WE NEED HUMILITY

by Lynn Margulis

Human beings need to be more humble. "Humble" comes from dghem , which is an ancient Indo-European root meaning earth. It's the root of humus and human and humanity. All of those things are, in that sense, of the earth and from the earth.

The world is full of non-human splendor, and I think people are healthy insofar as they can interact with that splendor. The trends toward total human takeover of the environment are awful. We are using 40% of net photosynthetic production for humans, and you have to be out of your mind if you think we can use 80%. We are already at maximum, and yet people think they can go on having children and all those children are going to live.

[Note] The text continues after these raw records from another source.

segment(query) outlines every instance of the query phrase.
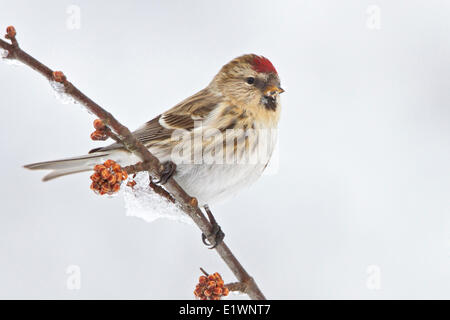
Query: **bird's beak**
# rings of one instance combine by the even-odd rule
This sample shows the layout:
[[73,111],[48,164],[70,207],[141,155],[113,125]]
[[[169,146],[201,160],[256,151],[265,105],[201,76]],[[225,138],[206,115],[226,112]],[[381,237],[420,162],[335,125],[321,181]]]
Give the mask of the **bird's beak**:
[[280,87],[270,86],[270,87],[267,87],[266,90],[264,90],[264,95],[267,97],[273,97],[273,96],[276,96],[277,94],[280,94],[283,92],[284,92],[284,90]]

We think we're exempt from species death, that we're no longer subject to any kind of evolutionary rules, and our species is going to go on forever. That's a cultural myth. The tendency to exponentially grow all populations never lasts very long.

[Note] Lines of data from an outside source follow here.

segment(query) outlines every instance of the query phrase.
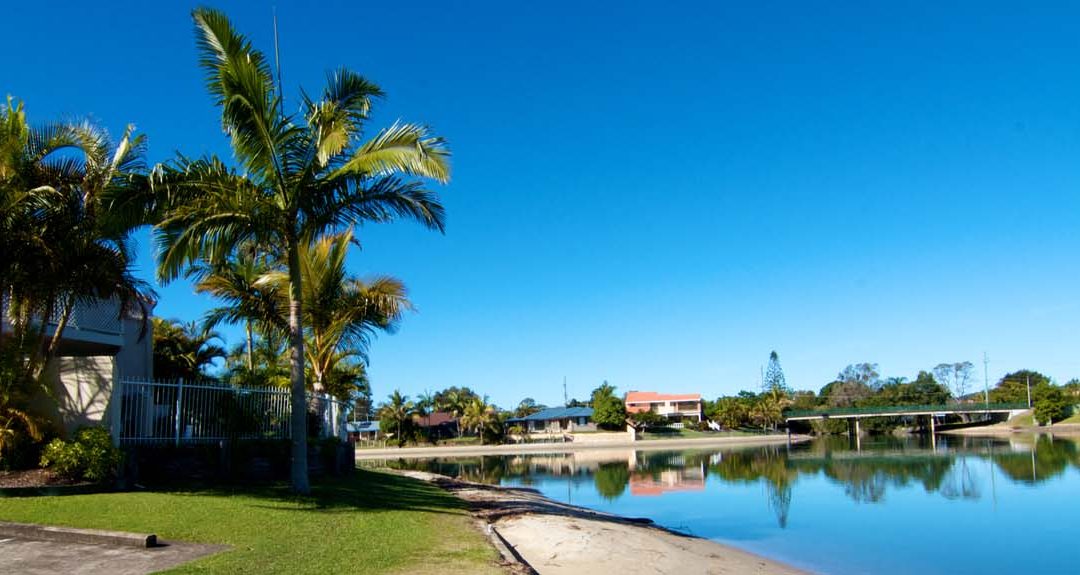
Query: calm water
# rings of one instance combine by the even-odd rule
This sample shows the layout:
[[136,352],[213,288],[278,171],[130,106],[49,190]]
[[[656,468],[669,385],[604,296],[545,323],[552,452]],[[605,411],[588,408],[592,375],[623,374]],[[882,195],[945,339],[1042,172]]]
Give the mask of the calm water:
[[741,450],[399,461],[833,574],[1080,573],[1076,440],[830,438]]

Lynn Margulis is an internationally renowned microbiologist, currently Distinguished University Professor of Biology at the University of Massachusetts at Amherst. She had spent a lifetime complementing the Darwinian idea of natural competition with a vision of how organisms cooperate in changing and sustaining life. She is the co-developer (with James Lovelock, British biologist) of the Gaia hypothesis which states that the Earth is a single purposeful living system. This article reprinted from the Utne Reader, March-April 96 no. 74. From Pop!ulation Press vol 2, # 3, Spring 1996.